Guest Post: Ben Goldman

On June 23, 2011, in Research, by Chris Prom

Guest posting today is Ben Goldman, Digital Programs Archivist at the American Heritage Center.  His work regarding accessioning Born-Digital Archives makes extensive use of the Duke Data Accessioner, and represents an excellent first step toward dealing with legacy digital media.  What Ben calls a ‘baseline set of requirements for a very humble electronic accessioning process’ represents an implementation similar in concept to the steps I outlined in the recommedations section of this blog.

Using What Works: A Practical Approach to Accessioning Born-Digital Archives
by Ben Goldman, Digital Programs Archivist, American Heritage Center.

At the American Heritage Center we have established a remedial process for accessioning born-digital material, a process informed and constrained by the particular born-digital material we’ve acquired (mostly disks), the limited resources and technical infrastructure at our disposal, and even the time I have to dedicate to this issue (which is, officially, 20% of my time). These limitations are realities that have so far stunted our ability to manage the born-digital material we’ve acquired.

There is ample evidence to suggest that our situation is quite common among manuscript repositories.

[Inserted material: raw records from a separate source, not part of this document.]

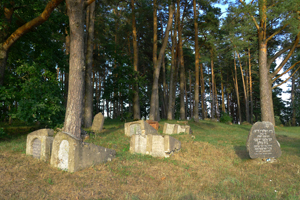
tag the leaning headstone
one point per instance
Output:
(138, 127)
(176, 129)
(39, 144)
(71, 154)
(154, 145)
(261, 142)
(98, 122)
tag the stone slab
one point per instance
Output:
(139, 127)
(71, 154)
(154, 124)
(176, 129)
(262, 142)
(98, 122)
(154, 145)
(39, 144)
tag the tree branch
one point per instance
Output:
(286, 79)
(286, 71)
(287, 57)
(33, 23)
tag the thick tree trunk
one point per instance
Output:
(196, 105)
(154, 95)
(73, 116)
(88, 98)
(136, 101)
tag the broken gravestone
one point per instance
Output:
(138, 127)
(261, 142)
(39, 144)
(154, 145)
(98, 122)
(176, 129)
(71, 154)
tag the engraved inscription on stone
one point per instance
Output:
(36, 148)
(135, 129)
(63, 155)
(158, 146)
(262, 142)
(140, 143)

The recently published “Taking Our Pulse: The OCLC Research Survey of Special Collections and Archives” found that 79% of 169 respondents acknowledged the existence of born-digital material in their collections, a percentage that stood, as the authors note, “in stark contrast to the 35% who reported the size of their born-digital holdings.” It also stood in contrast to the 45% who weren’t sure who was even responsible for born-digital material in their repository. In summing up their findings prior to the release of the report, one of the authors called born-digital material: “undercollected, undercounted, undermanaged, and inaccessible”.

What does it mean for an institution to have acquired born-digital material, but not be able to quantify it, manage it, or access it? At the American Heritage Center, it means most of the born-digital material we’ve acquired has arrived on floppy disks, zip disks, CDs and DVDs, which we deposited in boxes and filed away in the stacks, and have largely ignored.

As far as our internal administration was concerned, these disks were already accessioned, usually as part of much larger, mostly paper-based collections and following protocols established for analog collections. But this only makes sense logically if you consider disks—or digital media of any sort—to be items in collections, deserving of the same consideration we might give to individual documents. It is more appropriate, I submit, to think of digital media as containers of items which require the kind of archival administration we might normally reserve for boxes in a collection. In this sense, the data (files and folders) found in these containers had not been accessioned at all. In general, I think that so many archives not being able to count, manage, or access born-digital material is an indication that we have not been taking adequate steps to accession it.

SAA’s Glossary of Archival Terminology defines accessioning as taking “legal and physical custody of a group of records or other materials and to formally document their receipt.” It goes on to note that accessioning includes “the initial steps of processing by establishing rudimentary physical and intellectual control over the materials.” The SAA Glossary then provides a definition from the monograph, Keeping Archives, which says: “This initial process is called accessioning which records information about origins, creator, contents, format and extent in such a way that documents cannot become intermingled with other materials held by the archives.”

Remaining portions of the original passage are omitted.